Edited by Horace--From WordNet
Definition
(a.) Having a disposition for enterprise; characterized by enterprise; resolute, active or prompt to attempt; as, an enterprising man or firm.
Typed by Katie
Synonyms and Synonymous
a. [1]. Adventurous, venturesome, venturous, dashing, daring, audacious, bold.[2]. Active, prompt, alert, stirring, smart, energetic, efficient, spirited, zealous, strenuous, eager, on the alert, in earnest.
Editor: Pierre
Synonyms and Antonyms
SYN:Active, bold, daring, adventurous, speculative, dashing, venturesome
ANT:Inactive, timid, inadventurous, cautious
Typist: Tim
Examples
- She is at Osborne's Hotel in the Adelphi at this moment, unless your enterprising friend has run away with her since I came out this morning. Charles Dickens. The Pickwick Papers.
- The first permanent Edison station in Europe was that at Milan, Italy, for which the order was given as early as May, 1882, by an enterprising syndicate. Frank Lewis Dyer. Edison, His Life and Inventions.
- We can tolerate the Oracle very easily, but we have a poet and a good-natured enterprising idiot on board, and they do distress the company. Mark Twain. The Innocents Abroad.
- They are not naturally daring and enterprising, but home-loving and affectionate. Harriet Beecher Stowe. Uncle Tom's Cabin.
- The more enterprising university students found, marked, and digested the Arabic Aristotle he had made accessible to them in Latin. H. G. Wells. The Outline of History_Being a Plain History of Life and Mankind.
- The enterprising Teuton divided a hogshead into two parts. Various. The Wonder Book of Knowledge.
- An oyster is of a retiring disposition, and not lively--not even cheerful above the average, and never enterprising. Mark Twain. The Innocents Abroad.
- In one field of knowledge particularly we might have expected the Romans to have been alert and enterprising, and that was geography. H. G. Wells. The Outline of History_Being a Plain History of Life and Mankind.
- But, on the other hand, man is usually a wandering and enterprising animal, for whom there exist few insurmountable barriers. H. G. Wells. The Outline of History_Being a Plain History of Life and Mankind.

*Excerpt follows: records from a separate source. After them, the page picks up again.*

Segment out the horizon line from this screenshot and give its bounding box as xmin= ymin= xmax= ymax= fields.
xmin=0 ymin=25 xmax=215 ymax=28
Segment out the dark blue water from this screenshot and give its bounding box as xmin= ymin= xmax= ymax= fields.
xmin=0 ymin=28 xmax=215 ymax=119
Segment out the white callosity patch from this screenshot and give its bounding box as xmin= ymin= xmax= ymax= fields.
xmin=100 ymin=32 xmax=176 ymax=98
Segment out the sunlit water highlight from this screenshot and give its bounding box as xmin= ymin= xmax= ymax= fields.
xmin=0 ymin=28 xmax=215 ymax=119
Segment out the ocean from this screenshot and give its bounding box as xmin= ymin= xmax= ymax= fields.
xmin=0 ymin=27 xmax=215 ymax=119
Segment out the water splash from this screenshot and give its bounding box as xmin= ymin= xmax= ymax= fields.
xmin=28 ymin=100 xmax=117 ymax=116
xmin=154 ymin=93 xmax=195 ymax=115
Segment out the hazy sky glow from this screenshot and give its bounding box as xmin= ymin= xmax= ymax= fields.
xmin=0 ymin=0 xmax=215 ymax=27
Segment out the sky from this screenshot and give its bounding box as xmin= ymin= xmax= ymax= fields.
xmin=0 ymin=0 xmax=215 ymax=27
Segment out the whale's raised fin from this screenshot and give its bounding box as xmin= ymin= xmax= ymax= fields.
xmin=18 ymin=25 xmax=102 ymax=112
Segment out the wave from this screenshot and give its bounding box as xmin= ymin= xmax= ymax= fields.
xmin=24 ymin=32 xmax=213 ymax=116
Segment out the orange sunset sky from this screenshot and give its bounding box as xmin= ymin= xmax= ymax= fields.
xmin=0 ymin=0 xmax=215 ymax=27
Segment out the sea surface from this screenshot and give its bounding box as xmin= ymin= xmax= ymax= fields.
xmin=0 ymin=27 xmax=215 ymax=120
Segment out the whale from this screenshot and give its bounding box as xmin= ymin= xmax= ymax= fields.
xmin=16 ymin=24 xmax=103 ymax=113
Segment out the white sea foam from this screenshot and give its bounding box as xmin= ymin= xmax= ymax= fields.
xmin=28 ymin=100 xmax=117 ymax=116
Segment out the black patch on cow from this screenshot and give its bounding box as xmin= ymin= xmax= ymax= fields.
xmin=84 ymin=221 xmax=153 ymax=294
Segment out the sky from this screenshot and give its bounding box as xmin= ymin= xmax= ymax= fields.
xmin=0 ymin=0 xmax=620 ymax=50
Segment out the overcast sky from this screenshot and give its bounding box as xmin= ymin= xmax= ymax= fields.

- The enterprising lady followed the mumming company through the gate in the white paling, and stood before the open porch. Thomas Hardy. The Return of the Native.
- Another and better gig-mill would rise on the ruins of this, and perhaps a more enterprising owner come in my place. Charlotte Bronte. Shirley.
- It is here, if I mistake not, that we see a character far superior to that of the able, or enterprising, or industrious mathematician; it is here that we see the philosopher. Walter Libby. An Introduction to the History of Science.